9.OK! リッチー! ※
その次の日、十二月十四日。
ジャックは漁船FREEDOM号の上に立っていた。
リッチーはジャックを雇った。
日給一万ニーゼという仕事は大人でも容易くありつけない。
それは数日間の船内清掃。
リッチーはこの町に滞在している間に、ジャックにできる限りのことをしたかった。
それが〝仕事を与える〟ということだった。
沖からの冷たい風が吹きつける。
悶えるように船が揺れる。
そんな中でもジャックは活き活きとモップをかける。
椅子に座って新聞を読んでいるリッチーをちらりと見て、ジャックは訊ねた。
「……本当に掃除だけでいいんですか?」
リッチーは小さく頷く。
「お前は几帳面な男だと見た。仕事ができると。掃除は頭を使う立派な仕事だ。全ての基本だな」
「……は、はい!」
「ジャック。このFREEDOM号は喜んでる。お前に磨かれて、とても嬉しそうだ」
「ありがとうございます!」
実に爽やかなジャックの笑顔。
リッチーはサムズアップで応えた。
「リッチーさん、あとひとつ、気になることが」
「ん?」
「今日は、ブリウスはどこにいるんですか?」
「ルカと一緒だからな。宿をとって泊まってる。
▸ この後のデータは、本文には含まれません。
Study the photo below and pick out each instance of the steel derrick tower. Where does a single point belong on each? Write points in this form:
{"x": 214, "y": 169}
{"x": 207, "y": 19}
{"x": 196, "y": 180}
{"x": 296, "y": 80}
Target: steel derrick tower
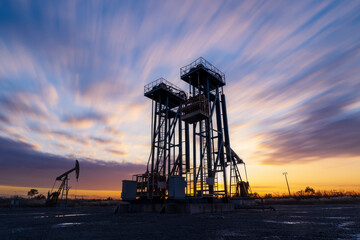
{"x": 191, "y": 156}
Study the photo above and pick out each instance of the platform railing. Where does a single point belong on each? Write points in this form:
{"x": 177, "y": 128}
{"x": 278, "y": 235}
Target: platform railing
{"x": 166, "y": 85}
{"x": 211, "y": 68}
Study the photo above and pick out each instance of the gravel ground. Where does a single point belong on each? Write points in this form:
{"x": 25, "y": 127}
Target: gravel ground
{"x": 287, "y": 222}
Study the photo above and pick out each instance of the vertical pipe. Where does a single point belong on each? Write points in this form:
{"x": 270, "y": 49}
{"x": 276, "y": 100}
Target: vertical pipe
{"x": 165, "y": 137}
{"x": 194, "y": 157}
{"x": 187, "y": 147}
{"x": 201, "y": 157}
{"x": 154, "y": 115}
{"x": 180, "y": 144}
{"x": 226, "y": 129}
{"x": 208, "y": 140}
{"x": 220, "y": 139}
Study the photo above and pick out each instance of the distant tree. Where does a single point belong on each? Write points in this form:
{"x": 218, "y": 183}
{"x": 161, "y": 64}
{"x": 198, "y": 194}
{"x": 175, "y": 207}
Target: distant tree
{"x": 268, "y": 195}
{"x": 33, "y": 192}
{"x": 255, "y": 195}
{"x": 309, "y": 191}
{"x": 39, "y": 197}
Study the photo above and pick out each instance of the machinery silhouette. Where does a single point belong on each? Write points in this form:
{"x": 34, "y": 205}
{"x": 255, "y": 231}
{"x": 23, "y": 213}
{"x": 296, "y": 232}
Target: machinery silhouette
{"x": 191, "y": 156}
{"x": 53, "y": 197}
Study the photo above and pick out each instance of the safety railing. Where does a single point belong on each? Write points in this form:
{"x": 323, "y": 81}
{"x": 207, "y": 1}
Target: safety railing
{"x": 166, "y": 85}
{"x": 201, "y": 62}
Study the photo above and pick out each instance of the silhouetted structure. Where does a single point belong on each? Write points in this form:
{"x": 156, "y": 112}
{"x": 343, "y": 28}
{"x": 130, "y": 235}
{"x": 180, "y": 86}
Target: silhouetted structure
{"x": 191, "y": 156}
{"x": 64, "y": 188}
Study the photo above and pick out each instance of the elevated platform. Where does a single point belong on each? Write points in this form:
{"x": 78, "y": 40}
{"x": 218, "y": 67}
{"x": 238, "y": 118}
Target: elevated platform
{"x": 159, "y": 89}
{"x": 195, "y": 109}
{"x": 199, "y": 71}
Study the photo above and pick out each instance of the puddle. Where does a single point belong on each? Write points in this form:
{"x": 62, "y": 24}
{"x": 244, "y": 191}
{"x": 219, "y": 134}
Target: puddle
{"x": 71, "y": 215}
{"x": 301, "y": 212}
{"x": 287, "y": 222}
{"x": 60, "y": 225}
{"x": 345, "y": 224}
{"x": 226, "y": 234}
{"x": 63, "y": 215}
{"x": 337, "y": 218}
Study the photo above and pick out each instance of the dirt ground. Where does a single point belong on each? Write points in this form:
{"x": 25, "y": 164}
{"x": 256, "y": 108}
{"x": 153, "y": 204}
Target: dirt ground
{"x": 287, "y": 222}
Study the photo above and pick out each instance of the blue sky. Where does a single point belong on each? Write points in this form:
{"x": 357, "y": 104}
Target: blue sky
{"x": 72, "y": 76}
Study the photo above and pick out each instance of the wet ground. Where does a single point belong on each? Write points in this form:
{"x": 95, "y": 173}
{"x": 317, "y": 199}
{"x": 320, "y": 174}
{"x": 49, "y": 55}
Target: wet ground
{"x": 287, "y": 222}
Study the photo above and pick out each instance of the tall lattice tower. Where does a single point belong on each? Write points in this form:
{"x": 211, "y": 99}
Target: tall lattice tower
{"x": 190, "y": 154}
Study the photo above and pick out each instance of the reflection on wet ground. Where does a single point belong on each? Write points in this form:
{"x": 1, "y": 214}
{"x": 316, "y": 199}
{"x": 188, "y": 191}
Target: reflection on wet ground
{"x": 66, "y": 224}
{"x": 287, "y": 222}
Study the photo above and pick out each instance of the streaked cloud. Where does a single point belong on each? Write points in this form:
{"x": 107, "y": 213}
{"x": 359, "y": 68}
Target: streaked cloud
{"x": 72, "y": 75}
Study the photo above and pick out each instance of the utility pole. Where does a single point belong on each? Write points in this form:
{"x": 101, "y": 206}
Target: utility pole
{"x": 287, "y": 183}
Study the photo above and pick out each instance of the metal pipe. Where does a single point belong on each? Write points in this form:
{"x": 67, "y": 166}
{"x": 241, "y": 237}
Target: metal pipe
{"x": 226, "y": 129}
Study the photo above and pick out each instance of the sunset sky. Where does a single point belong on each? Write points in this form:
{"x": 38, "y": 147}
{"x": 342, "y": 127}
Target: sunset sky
{"x": 72, "y": 76}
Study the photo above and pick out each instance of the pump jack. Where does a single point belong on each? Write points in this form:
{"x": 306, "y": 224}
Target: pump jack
{"x": 64, "y": 188}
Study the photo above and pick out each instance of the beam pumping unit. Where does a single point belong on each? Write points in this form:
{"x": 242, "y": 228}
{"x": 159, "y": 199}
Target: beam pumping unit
{"x": 191, "y": 157}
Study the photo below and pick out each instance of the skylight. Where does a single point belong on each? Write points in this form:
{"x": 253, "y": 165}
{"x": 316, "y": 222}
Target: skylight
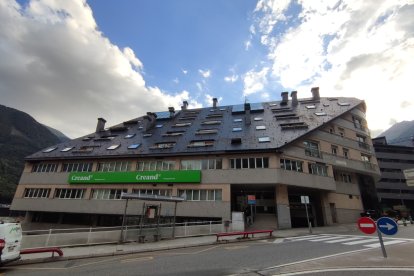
{"x": 49, "y": 149}
{"x": 134, "y": 146}
{"x": 264, "y": 139}
{"x": 113, "y": 147}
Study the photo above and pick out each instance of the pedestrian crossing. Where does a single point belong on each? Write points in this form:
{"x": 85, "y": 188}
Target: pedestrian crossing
{"x": 366, "y": 241}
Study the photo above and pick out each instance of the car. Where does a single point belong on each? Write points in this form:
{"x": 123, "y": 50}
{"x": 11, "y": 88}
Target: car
{"x": 10, "y": 242}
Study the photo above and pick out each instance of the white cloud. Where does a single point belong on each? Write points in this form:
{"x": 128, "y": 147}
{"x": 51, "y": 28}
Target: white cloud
{"x": 205, "y": 73}
{"x": 255, "y": 81}
{"x": 232, "y": 78}
{"x": 363, "y": 49}
{"x": 58, "y": 67}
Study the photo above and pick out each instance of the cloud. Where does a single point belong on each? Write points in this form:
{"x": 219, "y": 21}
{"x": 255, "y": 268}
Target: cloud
{"x": 255, "y": 81}
{"x": 362, "y": 49}
{"x": 232, "y": 78}
{"x": 204, "y": 73}
{"x": 57, "y": 66}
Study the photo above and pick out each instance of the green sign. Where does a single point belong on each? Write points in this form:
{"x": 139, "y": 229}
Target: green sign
{"x": 135, "y": 177}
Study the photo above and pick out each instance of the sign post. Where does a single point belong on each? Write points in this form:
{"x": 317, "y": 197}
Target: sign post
{"x": 305, "y": 200}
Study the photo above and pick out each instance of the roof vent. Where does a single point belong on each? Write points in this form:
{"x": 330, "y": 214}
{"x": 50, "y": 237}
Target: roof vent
{"x": 149, "y": 121}
{"x": 294, "y": 95}
{"x": 215, "y": 102}
{"x": 184, "y": 106}
{"x": 100, "y": 126}
{"x": 248, "y": 119}
{"x": 285, "y": 98}
{"x": 172, "y": 111}
{"x": 315, "y": 93}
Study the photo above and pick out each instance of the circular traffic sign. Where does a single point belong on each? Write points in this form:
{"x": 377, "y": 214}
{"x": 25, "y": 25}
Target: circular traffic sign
{"x": 387, "y": 226}
{"x": 367, "y": 225}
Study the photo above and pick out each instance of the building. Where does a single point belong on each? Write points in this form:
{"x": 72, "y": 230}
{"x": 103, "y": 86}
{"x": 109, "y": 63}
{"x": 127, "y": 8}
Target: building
{"x": 275, "y": 152}
{"x": 392, "y": 189}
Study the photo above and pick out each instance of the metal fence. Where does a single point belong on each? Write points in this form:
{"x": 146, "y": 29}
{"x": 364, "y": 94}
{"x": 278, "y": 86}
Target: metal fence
{"x": 102, "y": 235}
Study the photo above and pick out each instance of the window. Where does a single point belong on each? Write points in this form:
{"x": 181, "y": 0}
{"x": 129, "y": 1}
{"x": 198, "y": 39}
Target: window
{"x": 107, "y": 193}
{"x": 49, "y": 149}
{"x": 160, "y": 192}
{"x": 201, "y": 195}
{"x": 45, "y": 167}
{"x": 36, "y": 193}
{"x": 113, "y": 147}
{"x": 206, "y": 131}
{"x": 159, "y": 165}
{"x": 129, "y": 136}
{"x": 365, "y": 158}
{"x": 173, "y": 133}
{"x": 200, "y": 143}
{"x": 334, "y": 150}
{"x": 312, "y": 149}
{"x": 204, "y": 164}
{"x": 70, "y": 193}
{"x": 346, "y": 153}
{"x": 249, "y": 163}
{"x": 164, "y": 145}
{"x": 134, "y": 146}
{"x": 264, "y": 139}
{"x": 77, "y": 167}
{"x": 291, "y": 165}
{"x": 115, "y": 166}
{"x": 318, "y": 169}
{"x": 211, "y": 123}
{"x": 182, "y": 124}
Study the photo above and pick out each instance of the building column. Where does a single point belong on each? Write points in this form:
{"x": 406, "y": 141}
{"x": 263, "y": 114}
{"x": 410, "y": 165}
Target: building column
{"x": 282, "y": 206}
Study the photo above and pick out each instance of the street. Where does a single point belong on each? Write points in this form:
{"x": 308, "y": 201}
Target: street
{"x": 324, "y": 254}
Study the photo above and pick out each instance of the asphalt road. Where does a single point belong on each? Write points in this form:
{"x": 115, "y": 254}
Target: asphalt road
{"x": 265, "y": 257}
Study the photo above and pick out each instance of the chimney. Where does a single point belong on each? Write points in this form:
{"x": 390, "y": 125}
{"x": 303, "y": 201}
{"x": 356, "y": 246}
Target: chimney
{"x": 100, "y": 126}
{"x": 172, "y": 111}
{"x": 149, "y": 121}
{"x": 294, "y": 95}
{"x": 247, "y": 119}
{"x": 214, "y": 102}
{"x": 285, "y": 98}
{"x": 184, "y": 106}
{"x": 315, "y": 93}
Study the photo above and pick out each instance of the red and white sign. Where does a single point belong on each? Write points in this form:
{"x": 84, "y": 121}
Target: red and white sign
{"x": 367, "y": 225}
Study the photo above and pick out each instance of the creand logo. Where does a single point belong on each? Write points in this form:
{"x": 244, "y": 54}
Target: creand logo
{"x": 148, "y": 177}
{"x": 81, "y": 178}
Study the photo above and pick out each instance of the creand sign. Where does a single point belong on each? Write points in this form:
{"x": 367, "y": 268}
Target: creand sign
{"x": 135, "y": 177}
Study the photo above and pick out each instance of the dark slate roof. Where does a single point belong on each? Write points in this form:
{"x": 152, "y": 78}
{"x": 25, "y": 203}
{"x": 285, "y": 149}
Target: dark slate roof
{"x": 284, "y": 123}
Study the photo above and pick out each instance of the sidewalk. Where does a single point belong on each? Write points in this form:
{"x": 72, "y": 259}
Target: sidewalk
{"x": 80, "y": 252}
{"x": 70, "y": 253}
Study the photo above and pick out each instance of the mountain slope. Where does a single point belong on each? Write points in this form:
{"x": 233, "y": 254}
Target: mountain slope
{"x": 400, "y": 134}
{"x": 20, "y": 136}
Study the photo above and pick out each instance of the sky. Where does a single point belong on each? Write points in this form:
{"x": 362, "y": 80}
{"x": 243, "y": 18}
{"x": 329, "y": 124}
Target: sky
{"x": 67, "y": 63}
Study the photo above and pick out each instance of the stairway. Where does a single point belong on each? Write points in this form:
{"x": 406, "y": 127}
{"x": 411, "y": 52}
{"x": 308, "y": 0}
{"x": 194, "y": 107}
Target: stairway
{"x": 264, "y": 222}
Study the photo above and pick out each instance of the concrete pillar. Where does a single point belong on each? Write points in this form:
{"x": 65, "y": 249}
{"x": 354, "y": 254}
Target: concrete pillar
{"x": 282, "y": 206}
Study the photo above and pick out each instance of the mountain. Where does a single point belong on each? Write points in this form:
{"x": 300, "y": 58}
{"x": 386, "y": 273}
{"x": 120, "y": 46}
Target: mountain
{"x": 400, "y": 134}
{"x": 20, "y": 136}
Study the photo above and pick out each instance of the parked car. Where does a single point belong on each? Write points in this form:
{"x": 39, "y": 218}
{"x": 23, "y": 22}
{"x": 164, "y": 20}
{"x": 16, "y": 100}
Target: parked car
{"x": 10, "y": 242}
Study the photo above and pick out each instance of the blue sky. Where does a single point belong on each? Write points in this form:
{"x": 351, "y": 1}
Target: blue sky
{"x": 67, "y": 63}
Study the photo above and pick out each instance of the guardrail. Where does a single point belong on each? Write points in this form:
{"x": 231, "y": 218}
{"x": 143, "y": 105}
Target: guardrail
{"x": 102, "y": 235}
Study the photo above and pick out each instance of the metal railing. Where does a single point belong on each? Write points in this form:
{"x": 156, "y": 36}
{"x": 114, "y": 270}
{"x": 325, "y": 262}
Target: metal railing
{"x": 102, "y": 235}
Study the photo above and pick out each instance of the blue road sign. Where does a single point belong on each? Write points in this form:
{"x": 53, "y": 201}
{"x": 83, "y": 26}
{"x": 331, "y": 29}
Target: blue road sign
{"x": 387, "y": 226}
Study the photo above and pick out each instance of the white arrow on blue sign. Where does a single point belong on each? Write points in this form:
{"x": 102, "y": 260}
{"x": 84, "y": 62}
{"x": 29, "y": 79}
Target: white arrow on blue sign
{"x": 387, "y": 226}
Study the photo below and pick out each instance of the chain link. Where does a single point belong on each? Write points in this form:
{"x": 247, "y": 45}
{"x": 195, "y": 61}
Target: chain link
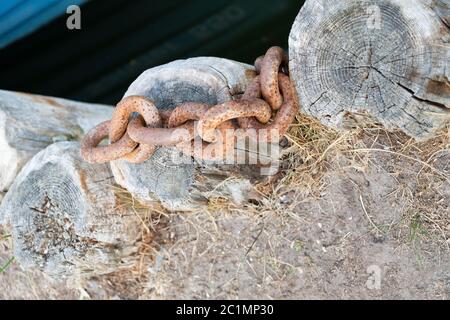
{"x": 265, "y": 112}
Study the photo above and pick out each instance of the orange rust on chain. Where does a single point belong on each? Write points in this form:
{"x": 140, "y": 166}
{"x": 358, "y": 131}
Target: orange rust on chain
{"x": 181, "y": 128}
{"x": 231, "y": 110}
{"x": 135, "y": 137}
{"x": 283, "y": 118}
{"x": 270, "y": 66}
{"x": 185, "y": 112}
{"x": 92, "y": 153}
{"x": 120, "y": 120}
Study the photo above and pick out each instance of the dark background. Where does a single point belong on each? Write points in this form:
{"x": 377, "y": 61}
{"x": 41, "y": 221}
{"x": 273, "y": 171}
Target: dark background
{"x": 119, "y": 39}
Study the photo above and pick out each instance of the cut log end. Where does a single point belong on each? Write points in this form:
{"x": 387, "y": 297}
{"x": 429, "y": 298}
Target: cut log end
{"x": 29, "y": 123}
{"x": 64, "y": 215}
{"x": 388, "y": 58}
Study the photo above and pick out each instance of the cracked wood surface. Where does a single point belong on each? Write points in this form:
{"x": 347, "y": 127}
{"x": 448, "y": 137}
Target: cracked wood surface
{"x": 65, "y": 216}
{"x": 29, "y": 123}
{"x": 388, "y": 58}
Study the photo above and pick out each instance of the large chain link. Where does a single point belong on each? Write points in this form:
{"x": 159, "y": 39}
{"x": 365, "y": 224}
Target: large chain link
{"x": 264, "y": 112}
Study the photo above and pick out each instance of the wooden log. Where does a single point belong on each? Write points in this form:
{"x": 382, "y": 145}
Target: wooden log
{"x": 175, "y": 179}
{"x": 29, "y": 123}
{"x": 387, "y": 58}
{"x": 64, "y": 214}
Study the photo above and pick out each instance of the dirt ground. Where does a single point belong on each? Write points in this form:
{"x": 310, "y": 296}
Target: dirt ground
{"x": 356, "y": 215}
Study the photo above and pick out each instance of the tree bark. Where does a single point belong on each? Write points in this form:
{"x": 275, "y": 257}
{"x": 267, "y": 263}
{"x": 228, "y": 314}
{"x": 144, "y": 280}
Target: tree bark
{"x": 64, "y": 214}
{"x": 29, "y": 123}
{"x": 169, "y": 175}
{"x": 387, "y": 58}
……そうか、すっかり友達になったんだな」
「は、はは」とジャックは照れて笑った。
リッチーは立ち上がりウンと背伸びをした。
「ブリウスはルカが連れ回してるせいでここ一年学校に通ってない。だから一人でいることが多い。ルカにはなんとかしろと言ってるんだ……あいつも少しは考えてると思うんだが」
そう言ってリッチーは近づき、ジャックの肩に手を置いた。
「短い間だが、仲良くしてやってくれ。ブリウスと、俺とメンバーと」
「はい! も、もちろん喜んで」
ジャックはまるで新兵のように直立不動に答える。
「ジャック、肩に力が入り過ぎてる。それじゃ長くもたんぞ。気を楽にもて」
「……わかりました、リッチーさん」
「んー。いや、『OK!』でいいんだ。それで俺のことは『リッチー』でいい。俺はお前をジャックと呼ぶ。対等だ。俺たちは友達だ。いいな?」
「は、はい! わか……じゃなくて」
ジャックは少し強張った顔で緊張を隠せずにいたが、目はキラキラと輝いていた。
「OK! リッチー!」
「そう。それでいい」と、リッチーはにこりと笑った。そして、
「ジャック。俺もひとつ、気になることが」
「え? ええ……」
「たとえば……せめてクリスマスまでに、パパは戻らないのか?」
昨夜、リッチーが肩を寄せてもジャックは多くを語らなかった。
ちょっと長いお留守番ですと答えただけ。
涙は見せても笑顔で振り払うジャックが健気だった。
――その間だけでもせめて俺たちが兄妹二人の寂しさを埋められたら。リッチーはそう思っていた。